Do I feel battered on reds?

Hey all!

A quick update on my portfolio and a personal write-up. As you all know I have opened positions on my first batch of investment only last month, and there has been some rough tides already as seen below.


The portfolio’s value was the worst two weeks ago, where its unrealised loss amounted to near -2% and on top of that, I have another batch of orders worth $2,000 to be executed this month on the same stocks as I explained in my First portfolio update under Investment Planning. Should I halt the orders for this month and wait or should I just go for it?
I would like to share my thoughts towards how to think like a profitable long-term investor in this unrealised loss scenario. If you are a new investor for long-term, I sincerely hope you would benefit from this post before you experience this first hand.

First and simplest, try focusing on your long-term goal towards investment and ignore the market noise. This looks simple when you are not holding a position but once you are vested, emotions totally take over most of the inexperienced. Also again, as you might have heard hundred of times, you should only
invest money that you do not need for at least the next 5-10 years. It is best if you aim to invest for retirement. This eliminates the emotional stress of trying to liquidate your positions as soon as possible, which will most likely force you to make the wrong move. And this is indeed an extremely vital tip to any type of investors, even traders.
However, note that not all news you read and hear are noises. Only facts should be trusted- take recent Malaysia Airlines incidents for example, these crashes are facts and they will directly impact Malaysia’s economic. Opinions on the other hand, such as analysis of professionals in the field, are just an assessment from facts hence they are just ideologies and theories. Theories could change anytime with new facts and research, while fact is a definite record of history.

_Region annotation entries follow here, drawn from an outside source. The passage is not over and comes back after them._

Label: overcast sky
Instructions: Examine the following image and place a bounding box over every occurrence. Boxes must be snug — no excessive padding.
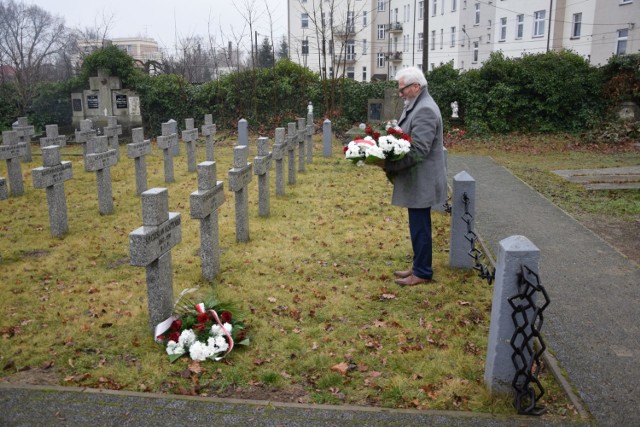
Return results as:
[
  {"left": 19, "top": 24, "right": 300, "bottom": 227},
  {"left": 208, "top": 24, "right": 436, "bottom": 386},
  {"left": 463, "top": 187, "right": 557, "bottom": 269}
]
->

Second option is to try recall the reasons why you bought these positions; Has anything changed since you bought the stocks; Is the change big enough to change your stand?
Knowing the reasons of your purchase is extremely important. It should only come after deep research, analysis and a backup plan which I will explain in future write ups. If you buy a rumor, be prepared to donate your investment to the next pump and dump scam. It just shows that you did not educate yourself well enough in basics of investment.
Once you know your reasons to invest, either due to a rising trustworthy management team or a monopoly of essential daily service/product, you need to ask yourself and do further research if there is any changes that conflicted with your reasons to invest in that particular stock.
If your reason stays valid and stock prices are dropping, you know what to do- stock them up like how you stock those “50% off toilet rolls” during a GSS! In a bit, people will eventually come to realise that this worthy stock is undervalued and they will come out with the same reasons to invest in this firm as you did, hence pushing the stock prices back up.

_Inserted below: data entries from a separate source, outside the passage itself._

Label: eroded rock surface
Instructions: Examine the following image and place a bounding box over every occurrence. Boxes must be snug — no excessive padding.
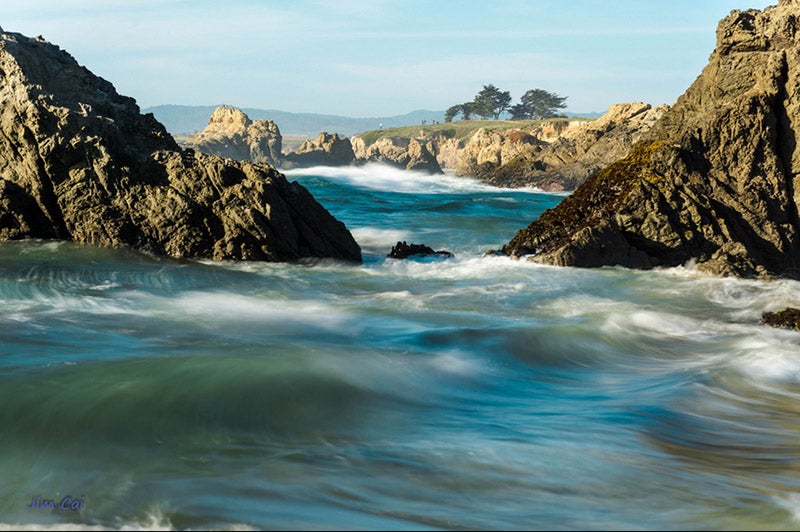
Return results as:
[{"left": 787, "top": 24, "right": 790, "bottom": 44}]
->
[
  {"left": 283, "top": 131, "right": 355, "bottom": 169},
  {"left": 183, "top": 105, "right": 283, "bottom": 166},
  {"left": 0, "top": 29, "right": 361, "bottom": 261},
  {"left": 504, "top": 0, "right": 800, "bottom": 278}
]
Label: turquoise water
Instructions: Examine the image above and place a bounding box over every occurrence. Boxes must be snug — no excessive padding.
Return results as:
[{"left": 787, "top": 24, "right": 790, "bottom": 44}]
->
[{"left": 0, "top": 167, "right": 800, "bottom": 529}]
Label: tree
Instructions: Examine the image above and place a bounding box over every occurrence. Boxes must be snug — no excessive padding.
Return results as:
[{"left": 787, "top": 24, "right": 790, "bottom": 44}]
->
[
  {"left": 472, "top": 83, "right": 511, "bottom": 120},
  {"left": 444, "top": 102, "right": 472, "bottom": 123},
  {"left": 508, "top": 103, "right": 529, "bottom": 120},
  {"left": 511, "top": 89, "right": 567, "bottom": 120},
  {"left": 444, "top": 104, "right": 461, "bottom": 124}
]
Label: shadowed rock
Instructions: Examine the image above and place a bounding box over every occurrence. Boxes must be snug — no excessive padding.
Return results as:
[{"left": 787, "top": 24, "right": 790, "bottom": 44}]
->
[
  {"left": 503, "top": 0, "right": 800, "bottom": 278},
  {"left": 0, "top": 29, "right": 361, "bottom": 261},
  {"left": 283, "top": 131, "right": 355, "bottom": 169},
  {"left": 761, "top": 308, "right": 800, "bottom": 331},
  {"left": 386, "top": 242, "right": 453, "bottom": 259}
]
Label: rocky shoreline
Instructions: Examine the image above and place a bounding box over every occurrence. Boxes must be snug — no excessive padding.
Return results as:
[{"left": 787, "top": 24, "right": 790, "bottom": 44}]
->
[
  {"left": 184, "top": 102, "right": 667, "bottom": 192},
  {"left": 503, "top": 0, "right": 800, "bottom": 278},
  {"left": 0, "top": 27, "right": 361, "bottom": 262}
]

Thirdly if all fails, think like Warren Buffett with these eight points and have fun riding the wave, up and down. 🙂


Concluding, I hope this post will remind everyone including me to focus on our own long-term goals and ignore the noises. You will then realise that you are a step closer to Financial Independence when you wake up every morning, empowered with yesterday’s experience and knowledge.

The Independent Abecedarian

It’s either you dream big, or nothing!

2 thoughts on “Do I feel battered on reds?

  1. Hi TIA

    Love the quote from Buffet.

    You are absolutely right. If the reasons that you buy from the start still remain valid when the value goes down you should be happy instead that you can add more to this now at a cheaper price.

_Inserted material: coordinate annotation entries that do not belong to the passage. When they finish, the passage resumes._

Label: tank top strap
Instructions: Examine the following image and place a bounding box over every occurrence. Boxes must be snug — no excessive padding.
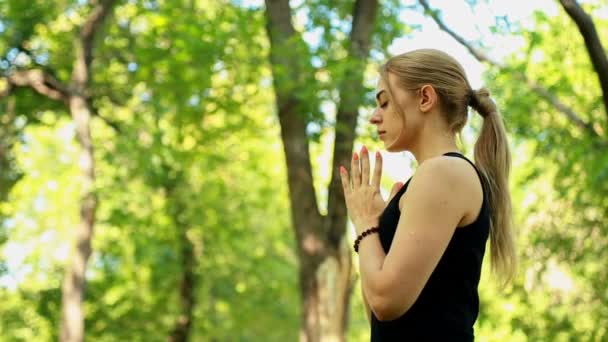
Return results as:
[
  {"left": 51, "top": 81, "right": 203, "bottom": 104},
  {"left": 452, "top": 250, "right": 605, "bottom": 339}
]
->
[{"left": 443, "top": 152, "right": 489, "bottom": 201}]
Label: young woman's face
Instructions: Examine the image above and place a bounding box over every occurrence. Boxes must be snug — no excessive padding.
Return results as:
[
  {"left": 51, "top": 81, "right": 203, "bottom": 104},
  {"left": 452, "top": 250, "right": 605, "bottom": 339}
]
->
[{"left": 369, "top": 74, "right": 422, "bottom": 152}]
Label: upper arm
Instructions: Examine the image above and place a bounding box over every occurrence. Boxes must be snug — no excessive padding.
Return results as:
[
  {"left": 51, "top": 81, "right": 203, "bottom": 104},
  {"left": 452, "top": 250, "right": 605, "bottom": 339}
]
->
[{"left": 374, "top": 157, "right": 468, "bottom": 320}]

    Having said that, keep reviewing the reasons to ensure its not self propechacy and it is rightfully valid that you dont overpay.

    1. Hey B,

      Thank you for your comment on this post. I always believe in the 80-20 rule for trading success- 80% psychology and money management, 20% strategy. With proper capital management and trading plan when entering a trade, emotions are the only thing you have to worry about when holding a position, not anything else.
      And true, reasons might change over time but what I am afraid is that the higher the frequency of reflection on your purchase reasonings, the higher chance of revising the reasons into something invalid. This galore of changes in reasons will have a snowball effect towards the very end.